Picking apart the 6000 blogs that have filled my head since my hiatus.
Picking through the memories of Virginia that I took with me in our new family adventure in Dallas, Texas.
What a year.
How did we get HERE?
I ask myself that same question in disbelief some days.
It started with a question that Alan and I looked at each other and asked,
"How do we want it to end?"
We said the same answer to each other,
"Not this way."
The "it" was the beginning of the end of parenting our littles as they become bigs and find their wings and fly. Lance was a sophomore. How that happened, I don't know. We realized our precious oldest child would soon be gone. Then would follow his sister, the very next year, and another sister 2 years after that.
I'm not ok with that part of God's plan -- that we care for these children that we love so passionately to our core, and then they leave. But we don't get a say in that, so at least we can have a say in how that chapter ends. When we had 5 children in 7 years, it was all we could do to keep juggling all the chaotic toddler circus that we were immersed in. Never did I get a thought that having the children so close together meant they would leave just as fast, on each other's heels. It is surreal to think how those crazy days of 5 kids 7 and under, could go so slow when time can go so fast.
For the better part of the past 20 years, Alan would leave for work with the children still in bed and he would return home from work and the children would already be in bed. He would work on vacation -- I will never forget the many conference calls he tried to be on while in the lines at rides at Disney.
Lance is everything we could ever dream or want in a son, and we didn't want his last two years at home with us to end like that -- with Alan at work when Lance's day started and coming home after Lance was asleep.
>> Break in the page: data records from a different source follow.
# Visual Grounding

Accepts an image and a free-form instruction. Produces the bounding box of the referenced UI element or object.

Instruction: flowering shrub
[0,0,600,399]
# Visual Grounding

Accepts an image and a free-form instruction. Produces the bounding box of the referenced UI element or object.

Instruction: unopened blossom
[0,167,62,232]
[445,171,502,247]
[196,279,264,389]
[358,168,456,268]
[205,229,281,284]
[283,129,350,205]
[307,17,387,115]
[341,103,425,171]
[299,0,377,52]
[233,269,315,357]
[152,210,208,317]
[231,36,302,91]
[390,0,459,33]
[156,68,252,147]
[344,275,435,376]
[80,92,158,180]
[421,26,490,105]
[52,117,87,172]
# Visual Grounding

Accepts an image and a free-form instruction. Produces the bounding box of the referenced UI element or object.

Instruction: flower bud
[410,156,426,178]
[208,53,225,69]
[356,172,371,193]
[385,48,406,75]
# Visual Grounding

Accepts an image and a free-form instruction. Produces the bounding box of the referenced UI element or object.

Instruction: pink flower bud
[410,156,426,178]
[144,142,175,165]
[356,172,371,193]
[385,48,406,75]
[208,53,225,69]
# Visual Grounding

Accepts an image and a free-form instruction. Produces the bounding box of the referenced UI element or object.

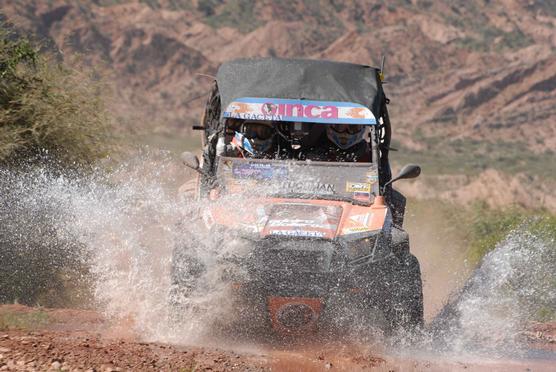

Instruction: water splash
[430,224,556,356]
[0,154,556,354]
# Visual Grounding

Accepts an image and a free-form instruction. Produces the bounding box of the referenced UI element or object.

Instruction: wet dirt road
[0,305,556,372]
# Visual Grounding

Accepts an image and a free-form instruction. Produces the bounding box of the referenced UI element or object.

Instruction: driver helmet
[326,124,367,150]
[241,120,276,153]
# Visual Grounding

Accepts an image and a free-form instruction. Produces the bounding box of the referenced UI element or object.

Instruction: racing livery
[172,58,423,335]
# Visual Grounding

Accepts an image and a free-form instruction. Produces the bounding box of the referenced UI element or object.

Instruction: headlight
[345,233,392,265]
[345,234,378,263]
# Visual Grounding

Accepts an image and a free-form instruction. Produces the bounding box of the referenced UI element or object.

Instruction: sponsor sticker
[269,230,325,238]
[349,213,370,226]
[232,163,288,180]
[344,226,370,234]
[223,97,376,125]
[346,181,371,194]
[280,181,336,195]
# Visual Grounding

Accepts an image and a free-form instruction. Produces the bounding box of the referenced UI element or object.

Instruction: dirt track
[0,305,556,372]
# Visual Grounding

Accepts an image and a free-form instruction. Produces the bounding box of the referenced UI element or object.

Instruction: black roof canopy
[216,58,385,118]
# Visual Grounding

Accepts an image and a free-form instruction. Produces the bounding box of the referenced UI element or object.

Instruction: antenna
[379,55,386,82]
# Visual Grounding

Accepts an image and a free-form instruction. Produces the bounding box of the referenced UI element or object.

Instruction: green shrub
[0,25,111,166]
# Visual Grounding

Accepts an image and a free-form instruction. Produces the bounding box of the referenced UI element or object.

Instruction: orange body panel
[203,198,390,239]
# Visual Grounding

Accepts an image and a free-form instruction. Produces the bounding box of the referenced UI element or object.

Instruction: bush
[0,25,111,170]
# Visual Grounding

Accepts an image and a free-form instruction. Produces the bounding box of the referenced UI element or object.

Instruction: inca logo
[346,107,367,119]
[232,102,251,114]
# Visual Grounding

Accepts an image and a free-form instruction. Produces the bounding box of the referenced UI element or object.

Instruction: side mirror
[382,164,421,192]
[181,151,200,171]
[392,164,421,182]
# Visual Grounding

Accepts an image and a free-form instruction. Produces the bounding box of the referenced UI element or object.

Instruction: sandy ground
[0,305,556,372]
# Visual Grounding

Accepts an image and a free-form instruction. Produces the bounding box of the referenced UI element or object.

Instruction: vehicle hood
[202,198,391,239]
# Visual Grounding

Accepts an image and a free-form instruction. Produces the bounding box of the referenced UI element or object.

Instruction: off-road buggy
[172,58,423,334]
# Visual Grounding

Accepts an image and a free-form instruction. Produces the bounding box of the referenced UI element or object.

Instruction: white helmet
[241,120,276,153]
[326,124,367,150]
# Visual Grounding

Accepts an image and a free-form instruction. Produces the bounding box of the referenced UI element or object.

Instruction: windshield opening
[222,118,376,163]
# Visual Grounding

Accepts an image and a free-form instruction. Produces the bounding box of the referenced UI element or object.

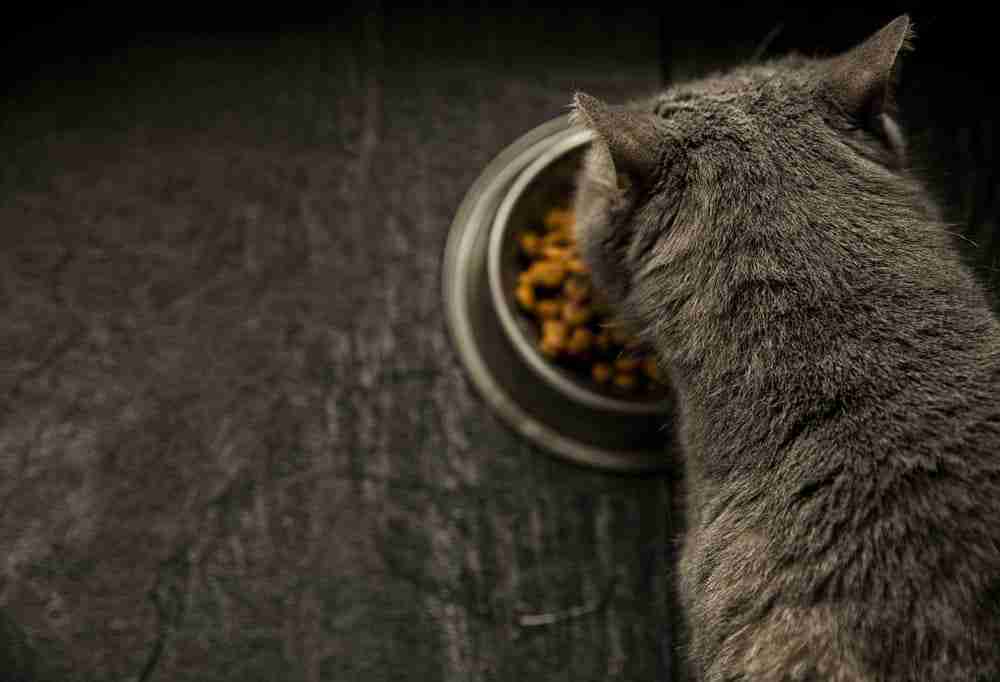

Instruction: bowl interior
[494,139,669,412]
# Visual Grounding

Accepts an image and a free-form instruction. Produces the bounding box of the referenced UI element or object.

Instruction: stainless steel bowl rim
[487,130,670,414]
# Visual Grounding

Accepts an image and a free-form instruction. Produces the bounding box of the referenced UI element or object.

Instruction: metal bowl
[486,130,669,414]
[442,116,675,472]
We wanted to leave this chapter with no regrets - making memories every second that we could so that when each of these older children leave, our hearts our satisfied that we did everything we could to savor this gift of time with them.
We decided that it was time for Alan to leave law firm life and go work as in house counsel for a company. Corporate 8-5 life, vacation time, sick days -- all the luxuries we had never experienced. He started looking, not sure when a position matching his seniority and expertise would pop up. It was a slower process than we thought it would be with the criteria we had set. Well into the summer of 2017, the perfect position was discovered. HR worked quickly to make the transition for us in time for school to begin in Dallas, which was just a couple weeks away. We tried to find a house in a whirlwind 48 hour trip to Dallas. I cannot even begin to go into the restrictions and criteria of a house to meet Bridger's needs and be wheelchair friendly. There wasn't one on the market and the decision was made that we needed to build - even though that meant an 8 month time table and a non-wheelchair friendly rental. We got a late start into the new school year, packed ourselves in a rental, signed a contract to build, put our Virginia house and cabin on the market and started our new chapter in Dallas.
It was a mess. The house didn't sell immediately, nor did the cabin. We had some strong grievances with the school system for Bridger as well as the high school. Living in a non accessible house - even for a short time, was torturous on us physically and mentally with Bridger.
Abort mission.
We made the decision that I would return to Virginia with the kids and finish out the school year there in our house while it was on the market. We found better school district and location to build our accessible home in another suburb and signed that contract to start digging. Alan would fly home on the weekends. We called our first attempt our "Faux Move" and had the comfort of our brief three weeks in Dallas to know that we loved it, and to know what things we needed to change to make it the best we could for everyone.
We took the opportunity to squeeze in as many East Coast adventures that I could with the kids knowing that our time as Virginians was almost over as we would soon convert to our new title of Proud Texans, and let our inner "y'all" find its way into our vocabulary.
So here continues the story of these little acorns growing into great oaks, Texas Edition.